Credit Bank of Moscow’s SPV is overseen by Cafico International, a Dublin-based accounting firm that has structured many Russian-linked entities from an office close to the childhood home of Oscar Wilde on Merrion Square. Rodney O’Rourke, managing director at Cafico, didn’t respond to emails and phone calls seeking comment. Katie Philpott, a spokeswoman for Ireland’s central bank, declined to comment.
While many companies set up Irish SPVs for legitimate purposes, some have allegedly been misused. At least two Russian lenders, Vneshprombank and Tatfondbank, used them to raise funds before they foundered amid accusations of fraud and embezzlement.
Peresvet, which had been part-owned by the Russian Orthodox Church, used an Irish SPV until it imploded in 2016, burning subordinated bondholders and forcing a 66.7-billion-ruble bailout by a bank owned by Rosneft. Polunin, the executive now at Credit Bank of Moscow, was tapped to lead the rescue.

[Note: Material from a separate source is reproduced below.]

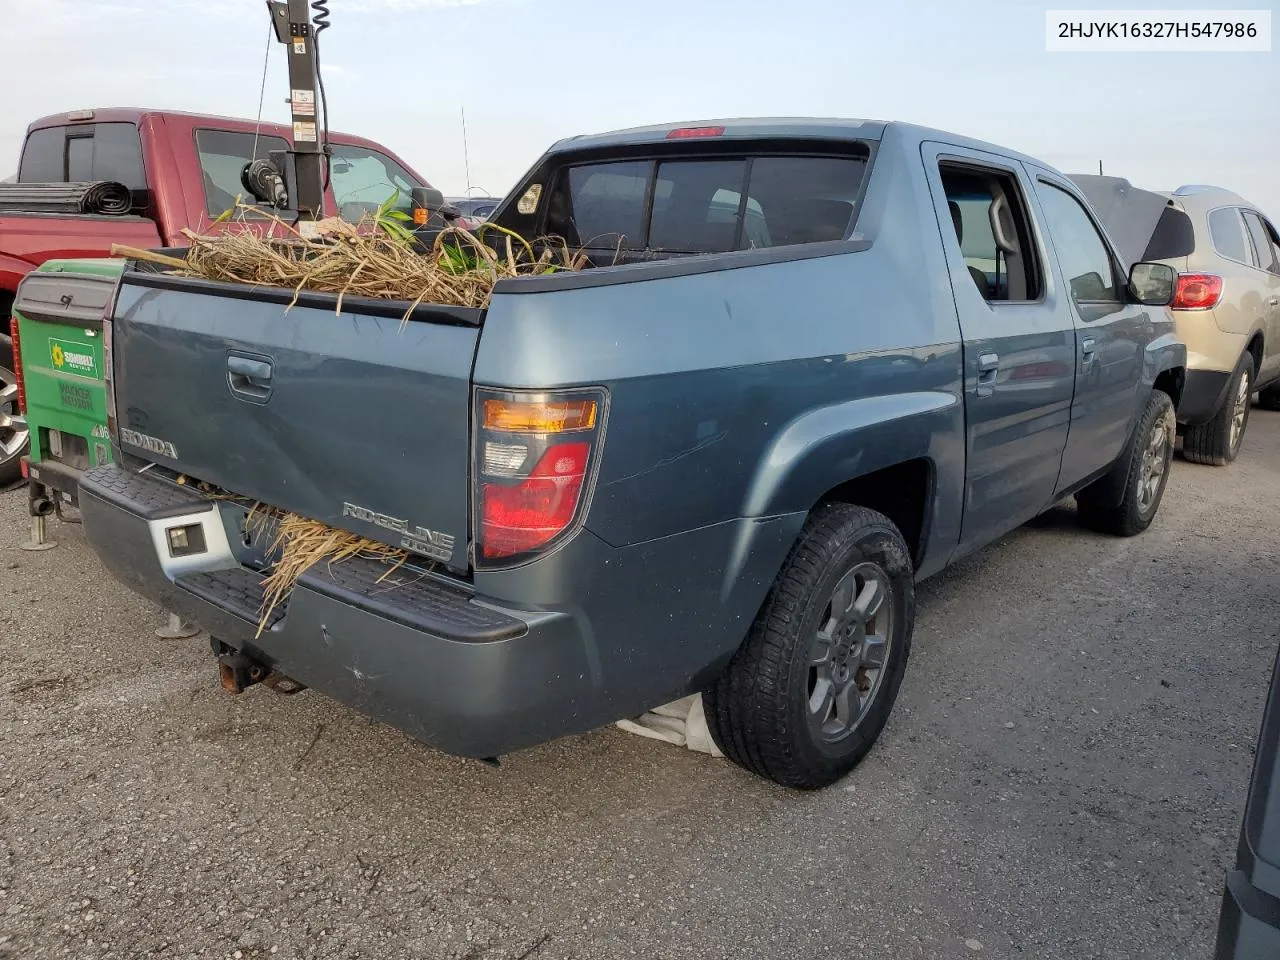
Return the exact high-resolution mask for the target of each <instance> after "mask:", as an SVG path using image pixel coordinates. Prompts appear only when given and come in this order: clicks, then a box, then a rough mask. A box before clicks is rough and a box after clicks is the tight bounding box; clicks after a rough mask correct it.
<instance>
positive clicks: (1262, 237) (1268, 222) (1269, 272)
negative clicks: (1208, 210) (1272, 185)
mask: <svg viewBox="0 0 1280 960" xmlns="http://www.w3.org/2000/svg"><path fill="white" fill-rule="evenodd" d="M1240 212H1242V214H1244V225H1245V228H1248V233H1249V244H1251V247H1252V250H1251V251H1249V252H1251V253H1252V255H1253V256H1252V260H1253V265H1254V266H1256V268H1257V269H1258V274H1257V275H1256V276H1254V288H1256V289H1257V291H1258V296H1261V297H1262V316H1263V320H1262V369H1261V370H1258V371H1256V372H1257V379H1256V381H1257V383H1258V384H1268V383H1271V381H1272V380H1275V379H1276V378H1277V376H1280V239H1277V238H1276V233H1275V228H1274V227H1272V225H1271V223H1270V221H1268V220H1266V219H1263V218H1262V216H1260V215H1258V214H1257V212H1256V211H1253V210H1242V211H1240Z"/></svg>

Meanwhile, Credit Bank of Moscow continues to draw closer to Rosneft. In April, a pension fund for Rosneft workers merged with a fund belonging to Avdeev, bringing together 110 billion rubles under management.
“This is just one of several stories that illustrates the risks you run if you’re an international financial center,” Stefan Gerlach, deputy governor at the Irish central bank until 2015, said in an interview. “Politicians in Ireland have been so gung-ho on it because they recognize that it generates employment and tax revenues. But they haven’t recognized that it can be source of reputational risk and can also be a source of serious concerns.”